じゃあよく聞いて、2回言いたくはないから。Noiseは超能力。Noiserは超能力者。
私は骨にnoiseがあるの。こういうこと。」
「はい?」
百鬼は嫌悪の表情を見せる
「聞いてなかったのぉ?せっかく説明してあげたのに、もうしないからね。」
「お前は説明が下手なのか!?noiseっていうのが超能力の総称でnoiserが超能力者の総称ってのはわかったよ。要するに僕とお前の能力はnoise、僕とお前がnoiserでいいんだな?」
百鬼は首を大きく縦に振る。
「だがな、お前次になんつった!?『私は骨にnoiseがあるの』だって!?英訳するとI have noise in my born‼‼noiseを超能力に置き換えてもう一度日本語翻訳に戻してみろ!

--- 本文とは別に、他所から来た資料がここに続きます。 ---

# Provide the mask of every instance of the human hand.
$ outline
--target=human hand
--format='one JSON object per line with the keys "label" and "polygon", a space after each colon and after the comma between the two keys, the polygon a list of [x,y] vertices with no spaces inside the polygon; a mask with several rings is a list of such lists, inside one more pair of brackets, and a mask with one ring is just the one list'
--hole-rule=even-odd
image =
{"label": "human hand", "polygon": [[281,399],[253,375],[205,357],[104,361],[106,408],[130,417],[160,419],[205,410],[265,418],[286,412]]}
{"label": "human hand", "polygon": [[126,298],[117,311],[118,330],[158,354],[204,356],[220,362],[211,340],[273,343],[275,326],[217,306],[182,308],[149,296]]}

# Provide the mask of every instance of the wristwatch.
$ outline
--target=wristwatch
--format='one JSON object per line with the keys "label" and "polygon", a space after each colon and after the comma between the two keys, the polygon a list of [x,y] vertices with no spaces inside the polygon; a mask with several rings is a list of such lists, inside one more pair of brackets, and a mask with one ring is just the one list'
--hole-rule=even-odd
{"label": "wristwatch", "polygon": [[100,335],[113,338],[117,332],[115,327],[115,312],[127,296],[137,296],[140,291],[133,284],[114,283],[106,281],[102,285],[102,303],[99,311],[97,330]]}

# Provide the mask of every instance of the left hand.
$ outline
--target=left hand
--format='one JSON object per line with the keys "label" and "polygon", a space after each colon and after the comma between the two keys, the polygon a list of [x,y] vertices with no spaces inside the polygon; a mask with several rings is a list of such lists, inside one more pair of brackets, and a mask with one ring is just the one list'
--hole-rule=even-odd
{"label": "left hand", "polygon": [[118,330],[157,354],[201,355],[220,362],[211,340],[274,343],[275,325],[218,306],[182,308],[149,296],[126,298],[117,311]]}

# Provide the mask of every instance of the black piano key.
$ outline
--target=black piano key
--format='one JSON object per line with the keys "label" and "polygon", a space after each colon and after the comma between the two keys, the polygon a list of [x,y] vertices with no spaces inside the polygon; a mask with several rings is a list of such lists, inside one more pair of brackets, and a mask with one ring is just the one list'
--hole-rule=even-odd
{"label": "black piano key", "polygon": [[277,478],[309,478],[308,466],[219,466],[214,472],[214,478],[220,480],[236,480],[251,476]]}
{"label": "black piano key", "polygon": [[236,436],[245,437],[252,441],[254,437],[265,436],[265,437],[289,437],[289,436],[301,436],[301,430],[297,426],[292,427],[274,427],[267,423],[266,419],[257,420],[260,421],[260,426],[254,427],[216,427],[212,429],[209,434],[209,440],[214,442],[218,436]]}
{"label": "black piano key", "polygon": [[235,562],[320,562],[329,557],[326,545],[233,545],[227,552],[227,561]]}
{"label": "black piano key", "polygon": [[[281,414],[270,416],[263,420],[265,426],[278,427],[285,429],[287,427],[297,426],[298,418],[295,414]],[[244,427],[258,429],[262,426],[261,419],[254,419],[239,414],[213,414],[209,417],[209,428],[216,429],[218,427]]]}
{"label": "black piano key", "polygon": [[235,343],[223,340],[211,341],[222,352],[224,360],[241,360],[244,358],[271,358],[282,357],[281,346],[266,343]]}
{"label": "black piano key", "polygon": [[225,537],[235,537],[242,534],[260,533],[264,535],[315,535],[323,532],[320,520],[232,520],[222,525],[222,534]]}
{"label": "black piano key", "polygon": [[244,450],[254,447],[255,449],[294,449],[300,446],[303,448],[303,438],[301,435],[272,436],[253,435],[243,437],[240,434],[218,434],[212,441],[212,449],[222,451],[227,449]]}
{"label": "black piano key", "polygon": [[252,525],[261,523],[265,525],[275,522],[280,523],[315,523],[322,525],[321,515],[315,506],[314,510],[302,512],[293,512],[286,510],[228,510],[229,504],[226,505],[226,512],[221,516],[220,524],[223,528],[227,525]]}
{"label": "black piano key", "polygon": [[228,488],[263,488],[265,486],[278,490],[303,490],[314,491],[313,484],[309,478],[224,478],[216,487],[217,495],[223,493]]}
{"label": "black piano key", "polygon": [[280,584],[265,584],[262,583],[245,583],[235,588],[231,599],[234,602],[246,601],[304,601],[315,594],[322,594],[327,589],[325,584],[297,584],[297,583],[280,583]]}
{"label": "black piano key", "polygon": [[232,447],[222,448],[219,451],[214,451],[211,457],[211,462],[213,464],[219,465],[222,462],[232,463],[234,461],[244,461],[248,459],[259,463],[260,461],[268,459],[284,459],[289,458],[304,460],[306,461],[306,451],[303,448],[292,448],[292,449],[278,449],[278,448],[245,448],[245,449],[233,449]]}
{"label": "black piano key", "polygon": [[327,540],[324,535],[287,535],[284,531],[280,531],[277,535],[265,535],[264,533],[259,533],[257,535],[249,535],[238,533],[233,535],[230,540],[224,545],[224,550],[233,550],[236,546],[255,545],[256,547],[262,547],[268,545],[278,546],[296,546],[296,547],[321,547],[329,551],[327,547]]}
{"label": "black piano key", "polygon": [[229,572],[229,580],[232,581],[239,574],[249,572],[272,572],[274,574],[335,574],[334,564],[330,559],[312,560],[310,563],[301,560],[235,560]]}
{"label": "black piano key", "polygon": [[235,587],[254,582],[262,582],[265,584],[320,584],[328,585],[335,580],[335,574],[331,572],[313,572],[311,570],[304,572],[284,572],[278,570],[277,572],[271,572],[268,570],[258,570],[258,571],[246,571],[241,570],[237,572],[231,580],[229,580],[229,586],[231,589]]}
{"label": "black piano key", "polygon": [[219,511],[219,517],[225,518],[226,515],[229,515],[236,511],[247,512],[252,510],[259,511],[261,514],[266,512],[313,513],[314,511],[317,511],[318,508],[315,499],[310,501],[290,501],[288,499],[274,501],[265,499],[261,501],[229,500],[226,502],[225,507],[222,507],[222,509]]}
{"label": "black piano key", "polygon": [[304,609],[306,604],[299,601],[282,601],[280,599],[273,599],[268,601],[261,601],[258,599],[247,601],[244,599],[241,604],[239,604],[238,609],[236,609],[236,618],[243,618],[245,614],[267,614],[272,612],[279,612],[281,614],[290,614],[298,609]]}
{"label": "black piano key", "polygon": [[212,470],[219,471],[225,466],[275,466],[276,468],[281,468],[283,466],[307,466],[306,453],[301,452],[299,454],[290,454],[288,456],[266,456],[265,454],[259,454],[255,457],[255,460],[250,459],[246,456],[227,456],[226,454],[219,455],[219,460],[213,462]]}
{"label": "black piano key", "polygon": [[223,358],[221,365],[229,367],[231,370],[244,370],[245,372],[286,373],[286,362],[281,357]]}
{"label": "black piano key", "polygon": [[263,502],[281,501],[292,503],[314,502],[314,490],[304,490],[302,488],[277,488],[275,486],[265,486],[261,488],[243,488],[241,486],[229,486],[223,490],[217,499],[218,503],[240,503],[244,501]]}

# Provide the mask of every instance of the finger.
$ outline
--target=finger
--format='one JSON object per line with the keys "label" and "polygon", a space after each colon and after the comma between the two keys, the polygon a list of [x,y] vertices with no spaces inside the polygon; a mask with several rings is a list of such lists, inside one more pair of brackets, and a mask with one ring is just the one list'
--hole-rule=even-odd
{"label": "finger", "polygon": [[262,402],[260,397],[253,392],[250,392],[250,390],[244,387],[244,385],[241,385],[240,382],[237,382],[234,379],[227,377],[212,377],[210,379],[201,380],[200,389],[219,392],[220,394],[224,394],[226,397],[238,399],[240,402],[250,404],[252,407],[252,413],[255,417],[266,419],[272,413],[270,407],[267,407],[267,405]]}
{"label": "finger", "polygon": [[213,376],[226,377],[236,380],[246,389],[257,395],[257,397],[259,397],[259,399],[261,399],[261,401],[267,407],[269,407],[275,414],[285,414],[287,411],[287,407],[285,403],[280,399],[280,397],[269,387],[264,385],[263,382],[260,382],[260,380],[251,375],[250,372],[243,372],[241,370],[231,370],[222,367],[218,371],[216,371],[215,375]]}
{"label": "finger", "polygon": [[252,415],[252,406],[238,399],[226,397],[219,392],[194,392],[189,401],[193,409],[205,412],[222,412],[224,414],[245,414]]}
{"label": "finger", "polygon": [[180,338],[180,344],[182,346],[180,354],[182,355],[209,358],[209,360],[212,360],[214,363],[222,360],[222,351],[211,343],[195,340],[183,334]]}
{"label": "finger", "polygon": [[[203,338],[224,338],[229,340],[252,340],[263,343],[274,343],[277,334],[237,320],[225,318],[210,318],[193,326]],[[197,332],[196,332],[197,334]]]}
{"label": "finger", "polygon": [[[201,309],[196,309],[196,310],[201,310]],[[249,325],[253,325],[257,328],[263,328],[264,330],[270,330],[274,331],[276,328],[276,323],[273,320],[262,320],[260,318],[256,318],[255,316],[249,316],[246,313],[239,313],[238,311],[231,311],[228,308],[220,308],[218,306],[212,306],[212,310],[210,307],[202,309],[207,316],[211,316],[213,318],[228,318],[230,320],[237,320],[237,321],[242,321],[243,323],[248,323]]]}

『私は骨に超能力があります。』だぞ!?わかるか‼‼理解不能だこの野郎!具体的にもっとわかりやすく、小1に説明するつもりで行け!」
「わかった、わかったってば。今言い直すから!えっとね、なんだろう…私は骨を自在に操れる能力を持ってるの。実際に見てもらっら法がわかりやすいんだけど。」
「いや、さっき見たけど眩しくて目を開いてられない。」
「あ、あれは…」
百鬼は目を泳がせて口角を引きつらせる。
「あれは?」
「格好つけて光るタイプのにしました。」
てへっ。と舌を出してこいつ…ウインクをかましてきやがった
私はそうか。とにっこり笑みを浮かべて拳を作り
「覚悟は…できているよな。百鬼?」
と言った瞬間百鬼は全力疾走で駆け抜けていった。
「なっ、野郎!待て!待ちやがれ」
「逃げるが勝ちってね…」
ホームルームで静かになっている廊下に響いたのは少女の悲鳴と少年の怒号であった。